[48in24 Exercise] [07-02] Binary Search

This issue is a discussion for contributors to collaborate in getting ready to be featured in 48in24. Please refer to this forum topic for more info.

We will be featuring Binary Search from Jul 02 onwards.

Staff jobs

These are things for Erik/Jeremy to do:

  • ☐ Check/update exercise in Problem Specifications
  • ☐ Create + schedule video

Community jobs

For each track:

  • Implement Binary Search
  • Add approaches (and an approaches introduction!) for each idiomatic or interesting/educational approach.
  • Add video walkthroughs (record yourself solving and digging deeper into the exercise).
  • Highlight up to 16 different featured exercises (coming soon)

Existing Approaches

You can use these as the basis for approaches on your own tracks. Feel free to copy/paste/reuse/rewrite/etc as you see fit! Maybe ask ChatGPT to translate to your programming language.

  • loop-with-switch (go)
  • looping (rust)
  • recursion (rust)
  • while-with-if-statements (c, cpp)

Track Statuses

You can see an overview of which tracks have implemented the exercise at the #48in24 implementation status page.

I’ve currently gathered the following solutions to feature:

  1. Julia: alias for built-in function

  2. Lua: while loop and special return value for not found
    Use a while loop that runs until left > right and return special value when value not value

  3. MIPS: loop via jumps
    Use jumps and comparison instructions to loop until left > right

  4. Crystal: recursion and nil for not found value
    Use recursion and nil for a not found value

  5. OCaml: recursion and explicit error handling via Result type
    Use recursion and the Result type for explicit error handling

  6. C#: recursion with sub-slices and offset
    Use recursion but use sub-slices of the original array whilst keeping track of the offset

  7. Raku: recursion with setup in signature
    Use recursion but setup lots in the signature

If anyone has more suggestions, do let us know!

You may enjoy a recursive raku solution which does all the setup in the signature by setting default values and the topic :

sub binary-search (
    :array( :@a ),
    :value( :$v ),
    :$lo                = 0,
    :$hi where $lo .. * = @a.end,
    :$mid               = ( $lo + $hi ) div 2,
    :$_                 = @a[ $mid ] cmp $v

so that the core comparison is all the function does :

when More { samewith :@a, :$v, :$lo, hi => $mid.pred }
when Less { samewith :@a, :$v, :$hi, lo => $mid.succ }
when Same { $mid                                     }

The built-in Order enumeration gives us human readable forms for the three-way comparison, viz Less, Same and More .


I’ll port for Wren.


Out of curiosity, the J solution is ([: I. e.), where the left argument is the value and the right argument is the set.
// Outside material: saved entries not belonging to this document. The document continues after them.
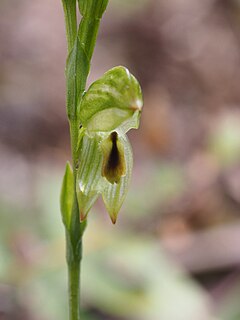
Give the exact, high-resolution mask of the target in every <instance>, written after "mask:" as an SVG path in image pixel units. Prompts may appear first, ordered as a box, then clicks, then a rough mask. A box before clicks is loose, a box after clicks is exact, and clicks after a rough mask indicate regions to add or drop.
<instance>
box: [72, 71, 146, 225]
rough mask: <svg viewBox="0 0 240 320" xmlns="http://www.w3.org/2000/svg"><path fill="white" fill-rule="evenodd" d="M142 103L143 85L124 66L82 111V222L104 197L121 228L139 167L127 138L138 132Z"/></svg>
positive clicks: (115, 220)
mask: <svg viewBox="0 0 240 320" xmlns="http://www.w3.org/2000/svg"><path fill="white" fill-rule="evenodd" d="M142 104H143V102H142V93H141V89H140V86H139V83H138V81H137V80H136V78H135V77H134V76H133V75H132V74H130V72H129V71H128V70H127V69H126V68H124V67H115V68H113V69H111V70H109V71H108V72H106V73H105V74H104V75H103V77H102V78H100V79H99V80H97V81H95V82H94V83H93V84H92V85H91V86H90V87H89V89H88V91H87V92H86V93H85V94H84V96H83V98H82V100H81V103H80V106H79V110H80V111H79V117H80V120H81V124H82V127H81V129H80V139H79V141H80V142H79V167H78V171H77V186H76V187H77V197H78V206H79V210H80V219H81V221H83V220H84V219H86V217H87V214H88V212H89V210H90V209H91V207H92V205H93V204H94V202H95V201H96V199H97V198H98V197H99V195H100V194H101V195H102V198H103V201H104V203H105V206H106V209H107V211H108V213H109V215H110V218H111V220H112V222H113V223H116V219H117V215H118V212H119V210H120V208H121V206H122V204H123V201H124V199H125V197H126V194H127V191H128V187H129V183H130V179H131V173H132V166H133V157H132V149H131V145H130V143H129V141H128V138H127V136H126V133H127V132H128V131H129V130H130V129H131V128H138V126H139V118H140V115H141V109H142Z"/></svg>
This is an instance of Special Combinations, a code construct that triggers non-obvious optimizations.

I find this fascinating because the code describes an algorithm that makes a trivial action, and it’s impossible to deduce its function without knowledge of these special combinations.

1 Like

@ErikSchierboom late to the party, but i noticed that this exercise did not get a sync in the Clojure repo. Both docs and metadata need a minor update. The toml files are in sync, but tests have not been implemented. Also, some of the community solutions are incorrect but since the tests are outdated, they are marked as correct. Even the example solution is incorrect.

I can sync everything and implement the new tests, which will catch the incorrect solutions. Let me know and i’ll open a PR.

That’s something we’ve been dealing with on the Emacs Lisp track. The toml files were created about three years ago, but if an exercise was implemented before that, sometimes the test suites haven’t been updated since they were first implemented. configlet sync uses what’s in the toml file so it’d be unaware of any missing tests before three years ago.

Perhaps, we can loop through the ported exercises manually and make a list of what exercises are missing tests not reported by configlet?

That would be great!

I had fun with this one in Wren. I started with the straightforward implementation, but then expanded it using wren’s Iterator protocol so I can do

var searcher = BinarySearch.new(values)
for (index in searcher) {
  if (values[index] == target) {
    return index
return -1



@glennj That is really neat! Unfortunately, we have already filmed the video.